I put the paper away, sliding it under my underwear and shutting the drawer. Another day, perhaps, when I was feeling stronger.

I went downstairs to find my dad sitting with Arsinua, who had tears running down her face. I was about to say something half-heartedly funny when her head snapped up and she pinned me with a glare.

“You lost your soul.”

“It was stolen, yes.”

She bared her teeth at me, actually snarled and then my dad was between us, his big hand on her chest to hold her back. She snapped, “She needs to leave this house and get away from the children.”

“Now, let’s just calm down,” Dad said. When that didn’t work, he put some steel into his words, and a little something extra. “Sit, witch.”

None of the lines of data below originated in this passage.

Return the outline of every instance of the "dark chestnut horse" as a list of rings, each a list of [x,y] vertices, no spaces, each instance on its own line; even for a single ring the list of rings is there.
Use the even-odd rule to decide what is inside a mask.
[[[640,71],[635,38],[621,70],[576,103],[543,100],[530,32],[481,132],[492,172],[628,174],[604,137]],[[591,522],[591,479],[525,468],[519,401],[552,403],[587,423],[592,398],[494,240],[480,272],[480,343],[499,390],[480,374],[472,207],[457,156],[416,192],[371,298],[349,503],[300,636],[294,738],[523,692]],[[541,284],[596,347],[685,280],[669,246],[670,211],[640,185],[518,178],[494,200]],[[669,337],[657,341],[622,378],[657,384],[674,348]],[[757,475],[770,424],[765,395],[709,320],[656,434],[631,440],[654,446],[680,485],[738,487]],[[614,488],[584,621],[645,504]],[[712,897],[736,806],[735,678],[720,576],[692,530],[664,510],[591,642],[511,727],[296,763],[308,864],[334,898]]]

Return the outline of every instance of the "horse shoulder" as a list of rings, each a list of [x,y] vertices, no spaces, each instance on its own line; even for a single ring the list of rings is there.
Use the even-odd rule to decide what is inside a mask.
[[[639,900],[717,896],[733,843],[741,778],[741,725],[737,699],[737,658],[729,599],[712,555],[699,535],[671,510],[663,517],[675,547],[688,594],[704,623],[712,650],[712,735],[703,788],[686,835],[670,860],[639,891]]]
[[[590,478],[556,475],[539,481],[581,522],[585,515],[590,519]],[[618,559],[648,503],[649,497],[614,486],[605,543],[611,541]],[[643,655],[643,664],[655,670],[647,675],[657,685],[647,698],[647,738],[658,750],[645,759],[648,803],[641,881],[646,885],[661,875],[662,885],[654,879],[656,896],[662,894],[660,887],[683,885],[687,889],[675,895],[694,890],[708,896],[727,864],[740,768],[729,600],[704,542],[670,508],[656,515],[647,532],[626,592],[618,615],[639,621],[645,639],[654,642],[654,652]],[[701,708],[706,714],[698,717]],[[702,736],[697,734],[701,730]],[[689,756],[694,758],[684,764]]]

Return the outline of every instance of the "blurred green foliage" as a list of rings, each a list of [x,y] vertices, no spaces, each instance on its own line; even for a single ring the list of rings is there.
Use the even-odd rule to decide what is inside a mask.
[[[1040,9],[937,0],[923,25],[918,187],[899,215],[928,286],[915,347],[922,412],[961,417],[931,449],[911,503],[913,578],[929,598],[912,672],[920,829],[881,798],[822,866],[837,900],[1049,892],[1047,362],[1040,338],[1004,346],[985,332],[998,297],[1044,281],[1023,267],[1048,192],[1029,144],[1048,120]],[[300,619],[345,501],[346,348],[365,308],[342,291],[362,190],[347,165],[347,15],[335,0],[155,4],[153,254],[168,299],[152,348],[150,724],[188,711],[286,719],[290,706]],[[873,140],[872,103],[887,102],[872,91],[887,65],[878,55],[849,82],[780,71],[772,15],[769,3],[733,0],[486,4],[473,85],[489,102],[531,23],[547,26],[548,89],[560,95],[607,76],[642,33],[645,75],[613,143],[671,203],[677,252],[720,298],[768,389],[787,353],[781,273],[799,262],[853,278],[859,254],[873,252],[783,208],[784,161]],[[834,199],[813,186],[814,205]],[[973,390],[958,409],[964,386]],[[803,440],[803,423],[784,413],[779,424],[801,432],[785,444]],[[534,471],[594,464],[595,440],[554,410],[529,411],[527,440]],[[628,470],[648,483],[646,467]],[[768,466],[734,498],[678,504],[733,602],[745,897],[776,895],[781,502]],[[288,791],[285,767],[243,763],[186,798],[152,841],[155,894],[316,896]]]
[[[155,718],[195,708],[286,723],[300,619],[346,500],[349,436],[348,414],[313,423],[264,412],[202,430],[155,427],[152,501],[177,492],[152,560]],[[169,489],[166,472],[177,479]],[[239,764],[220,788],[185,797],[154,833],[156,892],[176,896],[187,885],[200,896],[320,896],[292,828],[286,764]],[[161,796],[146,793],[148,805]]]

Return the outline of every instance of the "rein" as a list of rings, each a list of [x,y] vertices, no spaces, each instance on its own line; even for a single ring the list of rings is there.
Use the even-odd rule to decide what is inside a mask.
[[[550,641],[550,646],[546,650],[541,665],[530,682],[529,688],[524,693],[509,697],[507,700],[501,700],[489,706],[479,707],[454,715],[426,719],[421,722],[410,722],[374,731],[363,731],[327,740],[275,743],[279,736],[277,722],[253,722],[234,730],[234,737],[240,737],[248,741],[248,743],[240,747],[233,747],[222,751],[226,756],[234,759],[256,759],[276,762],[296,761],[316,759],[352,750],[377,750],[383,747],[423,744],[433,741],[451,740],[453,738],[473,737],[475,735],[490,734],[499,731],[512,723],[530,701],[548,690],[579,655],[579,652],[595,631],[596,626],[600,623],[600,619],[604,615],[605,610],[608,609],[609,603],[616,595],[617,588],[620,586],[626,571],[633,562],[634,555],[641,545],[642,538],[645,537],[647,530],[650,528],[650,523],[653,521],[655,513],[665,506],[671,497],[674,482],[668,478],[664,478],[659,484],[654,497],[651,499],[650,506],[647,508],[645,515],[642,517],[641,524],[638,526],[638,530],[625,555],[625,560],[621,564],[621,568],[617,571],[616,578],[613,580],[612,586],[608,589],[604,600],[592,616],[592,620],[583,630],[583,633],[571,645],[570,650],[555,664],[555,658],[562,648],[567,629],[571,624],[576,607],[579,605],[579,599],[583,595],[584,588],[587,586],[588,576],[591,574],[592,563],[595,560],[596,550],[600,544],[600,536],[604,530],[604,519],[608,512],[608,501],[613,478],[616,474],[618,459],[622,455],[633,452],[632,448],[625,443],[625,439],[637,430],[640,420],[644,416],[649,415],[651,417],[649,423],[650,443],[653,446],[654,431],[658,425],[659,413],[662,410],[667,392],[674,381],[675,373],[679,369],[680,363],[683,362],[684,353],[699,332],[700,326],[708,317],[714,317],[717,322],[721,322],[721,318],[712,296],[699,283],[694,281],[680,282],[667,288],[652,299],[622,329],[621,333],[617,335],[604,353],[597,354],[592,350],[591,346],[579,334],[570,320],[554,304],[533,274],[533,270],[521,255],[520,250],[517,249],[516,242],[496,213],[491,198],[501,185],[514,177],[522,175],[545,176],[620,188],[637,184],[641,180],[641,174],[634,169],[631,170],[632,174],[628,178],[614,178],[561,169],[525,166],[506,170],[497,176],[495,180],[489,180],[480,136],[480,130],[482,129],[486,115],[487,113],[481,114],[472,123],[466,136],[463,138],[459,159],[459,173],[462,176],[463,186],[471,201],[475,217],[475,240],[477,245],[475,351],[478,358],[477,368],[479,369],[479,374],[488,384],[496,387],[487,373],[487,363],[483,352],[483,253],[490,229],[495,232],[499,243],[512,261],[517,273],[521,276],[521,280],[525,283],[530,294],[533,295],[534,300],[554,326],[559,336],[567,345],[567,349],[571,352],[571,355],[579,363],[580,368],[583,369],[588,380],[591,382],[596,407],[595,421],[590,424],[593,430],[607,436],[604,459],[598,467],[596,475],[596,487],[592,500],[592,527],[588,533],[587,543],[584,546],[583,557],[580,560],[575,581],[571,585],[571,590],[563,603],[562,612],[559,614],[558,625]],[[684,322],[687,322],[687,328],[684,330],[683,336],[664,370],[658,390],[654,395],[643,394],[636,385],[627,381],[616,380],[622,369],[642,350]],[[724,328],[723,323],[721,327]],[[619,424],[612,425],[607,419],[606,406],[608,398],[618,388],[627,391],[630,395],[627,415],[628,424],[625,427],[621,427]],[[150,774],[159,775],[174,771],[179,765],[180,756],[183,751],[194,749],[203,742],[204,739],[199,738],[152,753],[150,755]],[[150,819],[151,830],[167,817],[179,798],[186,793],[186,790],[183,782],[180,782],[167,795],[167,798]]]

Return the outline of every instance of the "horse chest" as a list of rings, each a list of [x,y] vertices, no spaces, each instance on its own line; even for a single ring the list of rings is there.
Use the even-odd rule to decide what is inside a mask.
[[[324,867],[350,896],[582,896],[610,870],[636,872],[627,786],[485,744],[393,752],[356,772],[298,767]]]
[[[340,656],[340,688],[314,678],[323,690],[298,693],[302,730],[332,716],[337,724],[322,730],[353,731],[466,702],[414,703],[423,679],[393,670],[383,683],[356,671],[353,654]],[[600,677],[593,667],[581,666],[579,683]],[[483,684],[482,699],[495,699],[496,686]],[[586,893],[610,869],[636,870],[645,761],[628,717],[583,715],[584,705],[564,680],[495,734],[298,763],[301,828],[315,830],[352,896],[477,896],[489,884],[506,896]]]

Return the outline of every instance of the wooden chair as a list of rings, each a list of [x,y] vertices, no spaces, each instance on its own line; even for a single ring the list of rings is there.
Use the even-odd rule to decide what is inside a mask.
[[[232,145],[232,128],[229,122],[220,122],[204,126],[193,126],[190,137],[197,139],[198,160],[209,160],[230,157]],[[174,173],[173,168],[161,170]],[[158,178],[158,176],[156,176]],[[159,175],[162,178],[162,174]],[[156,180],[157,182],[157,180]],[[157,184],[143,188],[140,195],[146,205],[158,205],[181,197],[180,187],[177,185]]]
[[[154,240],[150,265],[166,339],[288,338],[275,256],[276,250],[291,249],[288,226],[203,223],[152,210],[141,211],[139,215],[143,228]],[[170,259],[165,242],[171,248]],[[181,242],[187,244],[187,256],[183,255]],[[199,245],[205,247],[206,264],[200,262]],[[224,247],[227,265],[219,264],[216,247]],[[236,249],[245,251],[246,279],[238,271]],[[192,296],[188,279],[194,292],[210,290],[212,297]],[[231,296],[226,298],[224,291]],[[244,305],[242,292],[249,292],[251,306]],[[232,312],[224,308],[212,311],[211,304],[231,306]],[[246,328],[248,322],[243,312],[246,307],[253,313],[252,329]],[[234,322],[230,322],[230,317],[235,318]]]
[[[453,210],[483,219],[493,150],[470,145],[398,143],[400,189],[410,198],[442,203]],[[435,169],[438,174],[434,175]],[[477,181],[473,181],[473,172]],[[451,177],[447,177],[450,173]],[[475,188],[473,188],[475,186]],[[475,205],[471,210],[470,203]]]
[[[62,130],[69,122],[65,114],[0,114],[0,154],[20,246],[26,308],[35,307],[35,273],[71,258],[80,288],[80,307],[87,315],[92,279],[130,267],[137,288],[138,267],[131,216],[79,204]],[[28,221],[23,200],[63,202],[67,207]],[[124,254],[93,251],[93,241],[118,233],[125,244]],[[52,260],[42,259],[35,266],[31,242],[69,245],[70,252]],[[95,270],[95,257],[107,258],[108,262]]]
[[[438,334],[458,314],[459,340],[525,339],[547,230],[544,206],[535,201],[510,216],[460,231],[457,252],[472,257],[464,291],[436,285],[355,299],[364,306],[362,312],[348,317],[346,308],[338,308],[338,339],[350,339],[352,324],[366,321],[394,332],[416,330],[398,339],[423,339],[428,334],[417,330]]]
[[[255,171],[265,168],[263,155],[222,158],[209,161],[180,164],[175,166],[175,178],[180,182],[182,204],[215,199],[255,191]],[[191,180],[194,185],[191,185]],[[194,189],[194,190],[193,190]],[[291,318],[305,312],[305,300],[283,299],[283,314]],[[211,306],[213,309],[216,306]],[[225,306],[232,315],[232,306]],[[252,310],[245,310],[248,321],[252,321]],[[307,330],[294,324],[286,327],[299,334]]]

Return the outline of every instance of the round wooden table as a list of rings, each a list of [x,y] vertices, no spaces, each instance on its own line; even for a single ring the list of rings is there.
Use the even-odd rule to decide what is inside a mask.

The bite helped. She blinked at him then stepped back, her body trembling.

“You’re being ridiculous,” I told her, not offering to move closer. No, I wasn’t afraid of her, but I’d rather not have a fight in my house where the kids could see. “I’m the same me. With a little less ... empathy ... until I get my soul back.”

“You are one of them,” she spat.

“I am one of them,” I said, allowing some Skriven evil into my words. “And don’t forget it.”